Illustration: Sarah Grillo/Axios
If you get your emergency weather alerts from Twitter, it's time to find another way.
Driving the news: One of the many changes owner Elon Musk is making to the social media platform is ending free access to a tool that posts automated content.
- Some accounts are silly ā tweeting out MLB home run distances and every "Shrek 2" movie frame in order ā but the National Weather Service uses the tool to post real-time weather updates.
- Twitter will limit the number of automated tweets to 50 per 24-hour period. Businesses and "scaled commercial projects" that wish to automate more tweets than that will be charged a minimum of $42,000 per month.
Why it matters: The NWS Wilmington forecasting office, which covers our area, has provided its tens of thousands of Twitter followers with automated alerts since 2014.
- For example, the account urged residents throughout the region to take shelter in May 2019 during a deadly tornado outbreak.
![A tweet from the NWS Wilmington OH account reading, "[8:30 AM] Twitter is now limiting automated tweets and as a result this account can no longer auto post warnings as we have done so in the past. We will continue to provide general updates, but always ensure that you have multiple means for receiving weather information & alerts."](https://images.axios.com/UQoev4rp-t4UdHJRnTnOph2EGvc=/2023/04/20/1682019343972.jpg)

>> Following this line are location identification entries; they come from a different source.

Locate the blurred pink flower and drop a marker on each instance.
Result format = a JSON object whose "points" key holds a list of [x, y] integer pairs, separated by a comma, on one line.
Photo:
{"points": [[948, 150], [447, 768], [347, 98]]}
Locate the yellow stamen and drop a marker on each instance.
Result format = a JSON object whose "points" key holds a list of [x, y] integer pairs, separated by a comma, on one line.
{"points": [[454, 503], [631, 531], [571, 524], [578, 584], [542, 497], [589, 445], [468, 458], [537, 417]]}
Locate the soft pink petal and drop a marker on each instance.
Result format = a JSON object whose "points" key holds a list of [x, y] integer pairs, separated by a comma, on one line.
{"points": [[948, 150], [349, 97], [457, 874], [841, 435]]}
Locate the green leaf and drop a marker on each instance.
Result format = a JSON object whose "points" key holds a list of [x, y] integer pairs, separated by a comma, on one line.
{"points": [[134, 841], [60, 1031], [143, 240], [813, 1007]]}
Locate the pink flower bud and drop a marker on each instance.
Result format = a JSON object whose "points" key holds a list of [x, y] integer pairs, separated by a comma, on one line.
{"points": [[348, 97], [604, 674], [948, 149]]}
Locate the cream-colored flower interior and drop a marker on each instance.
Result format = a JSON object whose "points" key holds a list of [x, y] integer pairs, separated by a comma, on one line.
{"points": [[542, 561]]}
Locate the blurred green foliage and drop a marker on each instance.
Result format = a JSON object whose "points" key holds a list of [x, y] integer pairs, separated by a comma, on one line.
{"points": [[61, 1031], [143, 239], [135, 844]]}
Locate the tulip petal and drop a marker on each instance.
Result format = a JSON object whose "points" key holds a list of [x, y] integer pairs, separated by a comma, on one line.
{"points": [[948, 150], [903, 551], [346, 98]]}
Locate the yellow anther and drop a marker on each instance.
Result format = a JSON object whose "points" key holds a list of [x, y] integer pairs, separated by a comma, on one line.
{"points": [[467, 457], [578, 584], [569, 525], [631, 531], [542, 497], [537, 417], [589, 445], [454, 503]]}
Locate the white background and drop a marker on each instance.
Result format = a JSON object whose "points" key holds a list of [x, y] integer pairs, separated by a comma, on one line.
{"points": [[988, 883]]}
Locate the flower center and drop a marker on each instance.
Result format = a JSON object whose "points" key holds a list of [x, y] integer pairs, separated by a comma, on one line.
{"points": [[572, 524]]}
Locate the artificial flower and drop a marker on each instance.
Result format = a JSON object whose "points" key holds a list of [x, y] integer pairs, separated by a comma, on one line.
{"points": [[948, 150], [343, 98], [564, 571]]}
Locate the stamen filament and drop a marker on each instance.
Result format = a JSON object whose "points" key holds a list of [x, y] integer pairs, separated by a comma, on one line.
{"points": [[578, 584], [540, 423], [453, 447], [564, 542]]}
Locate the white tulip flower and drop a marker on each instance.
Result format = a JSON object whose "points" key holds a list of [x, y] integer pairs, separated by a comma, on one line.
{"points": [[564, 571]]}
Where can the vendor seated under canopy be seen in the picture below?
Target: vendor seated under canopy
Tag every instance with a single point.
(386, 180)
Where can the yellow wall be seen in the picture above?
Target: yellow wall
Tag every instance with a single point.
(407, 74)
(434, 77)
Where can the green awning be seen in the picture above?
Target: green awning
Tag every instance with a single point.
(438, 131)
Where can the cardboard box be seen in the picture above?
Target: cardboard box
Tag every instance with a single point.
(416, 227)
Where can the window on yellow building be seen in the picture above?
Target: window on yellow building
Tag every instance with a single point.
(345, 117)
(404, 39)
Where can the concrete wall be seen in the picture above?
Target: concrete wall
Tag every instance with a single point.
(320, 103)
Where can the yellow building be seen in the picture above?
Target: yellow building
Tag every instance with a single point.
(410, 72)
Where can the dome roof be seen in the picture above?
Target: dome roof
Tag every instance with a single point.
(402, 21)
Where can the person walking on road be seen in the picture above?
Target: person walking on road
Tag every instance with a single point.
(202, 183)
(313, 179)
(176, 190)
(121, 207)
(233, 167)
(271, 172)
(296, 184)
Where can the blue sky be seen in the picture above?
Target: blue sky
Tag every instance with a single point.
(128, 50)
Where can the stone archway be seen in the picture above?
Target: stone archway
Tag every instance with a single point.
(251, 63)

The latest: The account no longer plans to do so. Twitter informed NWS there would be no exemption to the programming change for public alerts, NWS spokesperson Susan Buchanan told Axios' Andrew Freedman.
Threat level: NWS can manually issue tweets, Buchanan says, but this is not ideal during severe weather outbreaks, when dozens of warnings and advisories may be issued.
- "Without this automated process, it would take minutes for forecasters to manually prepare warning information into a tweet. For every warning issued, seconds could make the difference between life and death."
Be smart: Get weather and other emergency alerts via text through the Franklin County Emergency Management and Homeland Security office.